A study by the council faulted the Justice Department’s civil-rights division and its chief, William Bradford Reynolds, for failing to initiate any school-desegregation suits during the past 20 months and for dropping investigations that were pending when the Carter Administration left office.
Mr. Reynolds, the council said, “has attempted to return the law of school desegregation to the era of ‘separate but equal’ and has virtually denied the continuing existence of segregated schools.”
Similar allegations have been leveled at the Administration by the Leadership Conference on Civil Rights, a lobbying group.
In response, J. Harvie Wilkinson 3rd, a deputy assistant attorney general, said that the Administration was planning to bring charges of racial bias against three school systems, which he would not name. He added that the previous Administration only filed two such lawsuits during its first 20 months.
Whither Literacy Program?
A state official and the Secretary of Education agreed at a Capitol Hill hearing last month that the federally supported adult-education program is helping to decrease the numbers of Americans who are “functionally illiterate,” that is, who do not possess the reading and writing skills necessary for survival in modern society.
But they disagreed on whether the program needed to be modified. Secretary Terrel H. Bell said that although adult education helped 35,000 adults to remove themselves from public-assistance rolls during 1980, the program would be more efficient if it were combined with vocational education into a block grant.
The Congress has not been receptive to this proposal, and Judith A. Koloski of the Maryland education department voiced her opinion that the consolidation would be “inappropriate.”

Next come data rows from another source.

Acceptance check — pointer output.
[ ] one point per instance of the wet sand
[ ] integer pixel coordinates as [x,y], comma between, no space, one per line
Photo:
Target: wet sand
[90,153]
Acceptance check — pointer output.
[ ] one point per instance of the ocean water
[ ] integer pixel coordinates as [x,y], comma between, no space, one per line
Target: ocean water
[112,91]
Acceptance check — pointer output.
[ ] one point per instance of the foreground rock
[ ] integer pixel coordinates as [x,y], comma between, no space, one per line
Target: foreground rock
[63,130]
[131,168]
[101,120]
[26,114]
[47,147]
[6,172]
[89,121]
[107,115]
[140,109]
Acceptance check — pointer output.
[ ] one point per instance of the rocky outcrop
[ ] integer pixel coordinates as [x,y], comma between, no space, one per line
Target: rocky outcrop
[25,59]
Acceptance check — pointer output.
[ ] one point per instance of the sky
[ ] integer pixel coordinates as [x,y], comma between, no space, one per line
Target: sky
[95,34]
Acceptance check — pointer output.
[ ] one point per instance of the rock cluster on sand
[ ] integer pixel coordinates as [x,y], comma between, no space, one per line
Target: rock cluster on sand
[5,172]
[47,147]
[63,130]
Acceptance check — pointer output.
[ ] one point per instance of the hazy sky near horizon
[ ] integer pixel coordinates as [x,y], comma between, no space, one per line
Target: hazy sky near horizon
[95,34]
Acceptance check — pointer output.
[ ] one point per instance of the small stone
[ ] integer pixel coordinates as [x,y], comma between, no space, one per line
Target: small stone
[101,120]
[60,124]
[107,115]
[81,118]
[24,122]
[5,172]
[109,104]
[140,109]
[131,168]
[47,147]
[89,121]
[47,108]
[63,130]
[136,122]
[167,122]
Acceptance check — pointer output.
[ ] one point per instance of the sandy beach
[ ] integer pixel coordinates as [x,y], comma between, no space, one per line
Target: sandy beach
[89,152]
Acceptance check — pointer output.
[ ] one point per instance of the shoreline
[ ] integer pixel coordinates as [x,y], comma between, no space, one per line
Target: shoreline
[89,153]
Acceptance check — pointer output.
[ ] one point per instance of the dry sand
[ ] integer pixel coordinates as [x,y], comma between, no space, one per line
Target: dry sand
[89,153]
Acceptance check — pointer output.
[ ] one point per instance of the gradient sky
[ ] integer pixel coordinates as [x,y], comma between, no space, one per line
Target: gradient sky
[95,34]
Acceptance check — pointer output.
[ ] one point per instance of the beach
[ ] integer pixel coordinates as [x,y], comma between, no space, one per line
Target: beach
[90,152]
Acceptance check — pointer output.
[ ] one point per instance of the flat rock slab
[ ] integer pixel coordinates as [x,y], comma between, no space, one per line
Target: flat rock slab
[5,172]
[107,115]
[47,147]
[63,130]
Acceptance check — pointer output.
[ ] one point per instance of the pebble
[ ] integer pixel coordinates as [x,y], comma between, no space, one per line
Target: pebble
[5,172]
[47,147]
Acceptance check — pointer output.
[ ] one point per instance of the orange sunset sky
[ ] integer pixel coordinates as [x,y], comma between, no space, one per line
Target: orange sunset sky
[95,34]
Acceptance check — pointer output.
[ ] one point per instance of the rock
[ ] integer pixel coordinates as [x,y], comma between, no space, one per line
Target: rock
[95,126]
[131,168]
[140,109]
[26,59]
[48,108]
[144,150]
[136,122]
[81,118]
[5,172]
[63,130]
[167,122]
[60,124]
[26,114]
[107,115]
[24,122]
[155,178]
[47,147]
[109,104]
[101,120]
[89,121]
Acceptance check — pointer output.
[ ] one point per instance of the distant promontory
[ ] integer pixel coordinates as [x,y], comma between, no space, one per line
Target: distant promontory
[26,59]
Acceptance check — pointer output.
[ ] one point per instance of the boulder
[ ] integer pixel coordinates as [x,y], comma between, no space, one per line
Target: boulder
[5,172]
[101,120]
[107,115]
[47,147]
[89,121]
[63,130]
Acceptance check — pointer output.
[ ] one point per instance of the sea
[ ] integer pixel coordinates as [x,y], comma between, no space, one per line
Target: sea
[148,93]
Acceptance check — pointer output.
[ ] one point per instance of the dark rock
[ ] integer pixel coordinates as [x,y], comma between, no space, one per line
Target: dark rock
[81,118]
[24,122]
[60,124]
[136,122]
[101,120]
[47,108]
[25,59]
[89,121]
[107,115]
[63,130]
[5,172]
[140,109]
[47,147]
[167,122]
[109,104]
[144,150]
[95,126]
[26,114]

“We don’t need a new system,” she said, adding a plea for more federal funds to serve “the more than 20 million illiterate adults in our country.”
No ‘Food’ Federalism, Pls
Opposition was also voiced by the House last week to the Reagan Administration’s proposal to give to state governments complete responsibility for child-nutrition programs. The financing of such programs--including the school-lunch program--is currently shared by the local, state, and federal governments, but it would be “turned back” to states under the President’s proposed “new federalism” plan.
Although that plan has been bogged down by disagreements between the Administration and the National Governors’ Association, the House approved a resolution, H Con Res 384, “that the United States should maintain federal involvement in, and support for, the child-nutrition programs.”
At a recent hearing of the Subcommittee on Elementary, Secondary, and Vocational Education, child-nutrition experts maintained that federal programs might not be continued by the states.
“The reason for the national programs in the first place was the failure of almost any state to address the issue of child malnutrition,” Dr. Julius B. Richmond of the Harvard Medical School said at the hearing. “Federal child-nutrition programs did not grow out of state programs,” he said.